Malmö schools slammed by inspectorate

Malmö schools slammed by inspectorate
Schools in Rosengård in Malmö in southern Sweden have come in for stinging criticism from the Swedish Schools Inspectorate (Skolinspektionen).

The government agency in its report demands that the schools in the Malmö suburb offer more training to their staff and an improvement to school-home liaison.

Overall less than a third of students in Rosengård achieved passes in class nine (aged 15-16-years-old), with results varying widely, the report shows.

“Rosengård schools stand out; it can’t get much worse in some respects. It becomes particularly clear in the knowledge of students who leave elementary school,” Cecilia Rösténius at the Schools Inspectorate said.

At Värner Rydén school 41 percent of students in class nine achieved passing grade sin all subjects last year while Rosengård school only 13 percent of students reached the target.

But she added that inspections of similar deprived socio-economic areas in Gothenburg and Stockholm have not been completed recently.

Following an inspection of Rosengård schools in 1995, the inspectorate also issued stern criticism, but since then results have become progressively worse.

“You can change this, that we are convinced of,” Rösténius said.

The Schools Inspectorate described the students’ school situation in Rosengård as “very serious” and called the results “alarming low.”

The fact that not even a third of students completed class nine – the final year of compulsory schooling – in all subjects means that more than seven out of ten faces an uncertain future, the inspectorate stressed in a statement.

One of the explanations given for the poor results is that a high proportion of students are new arrivals in Sweden, although there is a high degree of under-achievement even among those born in the country.

The list of criticisms of Rosengård school – the school with the worst levels of achievement – is long.

Primarily the inspectorate drew attention to the situation where teachers do not follow the national curriculum guidelines sufficiently.

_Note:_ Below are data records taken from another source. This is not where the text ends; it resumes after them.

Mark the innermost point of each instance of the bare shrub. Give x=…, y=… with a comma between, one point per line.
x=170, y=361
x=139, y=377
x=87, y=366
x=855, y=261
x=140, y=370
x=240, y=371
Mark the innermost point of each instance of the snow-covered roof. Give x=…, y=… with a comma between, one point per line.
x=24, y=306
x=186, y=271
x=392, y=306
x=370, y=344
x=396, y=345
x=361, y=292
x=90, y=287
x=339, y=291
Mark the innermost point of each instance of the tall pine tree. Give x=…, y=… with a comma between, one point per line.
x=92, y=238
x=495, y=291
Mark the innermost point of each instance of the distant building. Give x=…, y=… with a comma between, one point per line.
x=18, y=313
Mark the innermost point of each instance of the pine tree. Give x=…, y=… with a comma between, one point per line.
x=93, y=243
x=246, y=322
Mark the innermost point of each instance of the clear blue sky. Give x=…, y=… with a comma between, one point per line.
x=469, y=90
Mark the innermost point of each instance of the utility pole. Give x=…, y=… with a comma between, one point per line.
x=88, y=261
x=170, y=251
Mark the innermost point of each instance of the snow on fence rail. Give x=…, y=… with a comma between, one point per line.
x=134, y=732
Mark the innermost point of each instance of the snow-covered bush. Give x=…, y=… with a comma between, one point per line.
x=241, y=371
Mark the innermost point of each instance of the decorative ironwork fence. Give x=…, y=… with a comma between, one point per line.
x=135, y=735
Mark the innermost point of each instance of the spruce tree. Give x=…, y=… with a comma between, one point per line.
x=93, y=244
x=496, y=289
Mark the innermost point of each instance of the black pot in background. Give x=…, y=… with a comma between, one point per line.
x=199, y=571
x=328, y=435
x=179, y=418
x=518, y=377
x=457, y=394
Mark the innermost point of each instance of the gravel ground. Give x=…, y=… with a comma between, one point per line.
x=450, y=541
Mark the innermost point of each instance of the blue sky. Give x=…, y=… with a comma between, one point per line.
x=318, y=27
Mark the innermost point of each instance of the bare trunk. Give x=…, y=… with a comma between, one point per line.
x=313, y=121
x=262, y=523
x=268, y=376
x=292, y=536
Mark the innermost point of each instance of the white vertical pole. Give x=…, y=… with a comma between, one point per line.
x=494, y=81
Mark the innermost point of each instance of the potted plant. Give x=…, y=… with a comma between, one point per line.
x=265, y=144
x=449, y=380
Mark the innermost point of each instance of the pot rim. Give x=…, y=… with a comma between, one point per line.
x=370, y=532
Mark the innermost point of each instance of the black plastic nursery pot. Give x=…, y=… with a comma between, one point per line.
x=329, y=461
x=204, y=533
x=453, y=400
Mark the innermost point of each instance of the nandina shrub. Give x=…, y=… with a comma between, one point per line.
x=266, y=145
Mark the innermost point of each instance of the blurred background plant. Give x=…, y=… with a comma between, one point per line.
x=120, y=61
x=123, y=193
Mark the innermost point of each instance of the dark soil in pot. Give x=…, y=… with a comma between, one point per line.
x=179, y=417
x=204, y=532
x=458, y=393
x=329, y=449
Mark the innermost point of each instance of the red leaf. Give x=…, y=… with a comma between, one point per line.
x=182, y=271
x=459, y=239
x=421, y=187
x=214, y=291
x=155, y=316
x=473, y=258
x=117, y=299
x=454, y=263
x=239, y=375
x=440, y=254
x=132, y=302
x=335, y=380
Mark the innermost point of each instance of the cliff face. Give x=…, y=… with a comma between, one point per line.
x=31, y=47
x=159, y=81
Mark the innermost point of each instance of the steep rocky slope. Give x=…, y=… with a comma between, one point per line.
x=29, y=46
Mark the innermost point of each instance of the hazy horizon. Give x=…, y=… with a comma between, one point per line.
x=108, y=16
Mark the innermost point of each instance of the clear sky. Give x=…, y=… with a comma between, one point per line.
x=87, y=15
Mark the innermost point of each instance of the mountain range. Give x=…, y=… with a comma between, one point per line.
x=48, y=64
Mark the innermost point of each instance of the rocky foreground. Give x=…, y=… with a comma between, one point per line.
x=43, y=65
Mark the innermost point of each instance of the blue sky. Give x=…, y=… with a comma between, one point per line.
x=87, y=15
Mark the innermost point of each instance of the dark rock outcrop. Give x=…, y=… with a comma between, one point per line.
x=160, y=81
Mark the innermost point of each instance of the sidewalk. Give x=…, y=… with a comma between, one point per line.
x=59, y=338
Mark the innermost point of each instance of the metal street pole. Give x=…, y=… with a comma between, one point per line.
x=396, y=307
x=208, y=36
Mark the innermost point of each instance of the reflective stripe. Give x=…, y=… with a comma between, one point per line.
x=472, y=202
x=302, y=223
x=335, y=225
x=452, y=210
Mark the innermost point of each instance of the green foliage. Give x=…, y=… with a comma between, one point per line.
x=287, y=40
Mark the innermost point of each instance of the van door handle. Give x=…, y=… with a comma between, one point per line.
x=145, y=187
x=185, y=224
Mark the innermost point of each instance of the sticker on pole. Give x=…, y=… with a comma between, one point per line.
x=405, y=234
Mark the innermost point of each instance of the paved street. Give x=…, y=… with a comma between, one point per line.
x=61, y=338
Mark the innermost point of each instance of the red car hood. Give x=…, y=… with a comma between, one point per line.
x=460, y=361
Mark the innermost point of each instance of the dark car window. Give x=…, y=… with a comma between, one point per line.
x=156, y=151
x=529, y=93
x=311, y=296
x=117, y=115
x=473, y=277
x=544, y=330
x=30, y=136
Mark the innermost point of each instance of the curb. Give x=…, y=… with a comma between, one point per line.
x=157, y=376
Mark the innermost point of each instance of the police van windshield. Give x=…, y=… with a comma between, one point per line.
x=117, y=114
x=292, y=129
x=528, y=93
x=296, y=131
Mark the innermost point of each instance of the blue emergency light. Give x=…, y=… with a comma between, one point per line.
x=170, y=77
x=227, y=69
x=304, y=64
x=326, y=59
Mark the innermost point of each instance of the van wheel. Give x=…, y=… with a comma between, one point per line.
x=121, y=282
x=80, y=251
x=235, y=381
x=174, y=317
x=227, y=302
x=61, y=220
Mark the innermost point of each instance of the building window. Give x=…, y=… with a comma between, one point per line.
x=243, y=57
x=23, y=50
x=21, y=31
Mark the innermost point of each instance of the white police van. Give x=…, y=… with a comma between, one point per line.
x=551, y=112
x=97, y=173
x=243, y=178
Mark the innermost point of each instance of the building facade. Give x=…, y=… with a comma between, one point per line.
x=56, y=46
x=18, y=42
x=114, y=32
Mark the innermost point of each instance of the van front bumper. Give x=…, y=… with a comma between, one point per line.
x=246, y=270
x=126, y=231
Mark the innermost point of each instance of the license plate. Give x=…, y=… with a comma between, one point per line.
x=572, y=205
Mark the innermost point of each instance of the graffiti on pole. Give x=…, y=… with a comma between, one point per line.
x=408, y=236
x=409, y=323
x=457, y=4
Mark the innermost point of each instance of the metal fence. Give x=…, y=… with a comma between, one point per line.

Furthermore students progress is not adequately evaluated and teaching in native languages is not offered to all those who need it.

The inspectorate has given Rosengård district council a month to present a plan for how the deficiencies in its schools will be addressed.

If the results do not improve then an increasing number of students will find it difficult to be admitted to high schools (gymnasium), the inspectorate concluded.

Currently students are required to hold passing grades in the core subjects of Swedish, English and maths, but from the autumn they will be required to pass more subjects.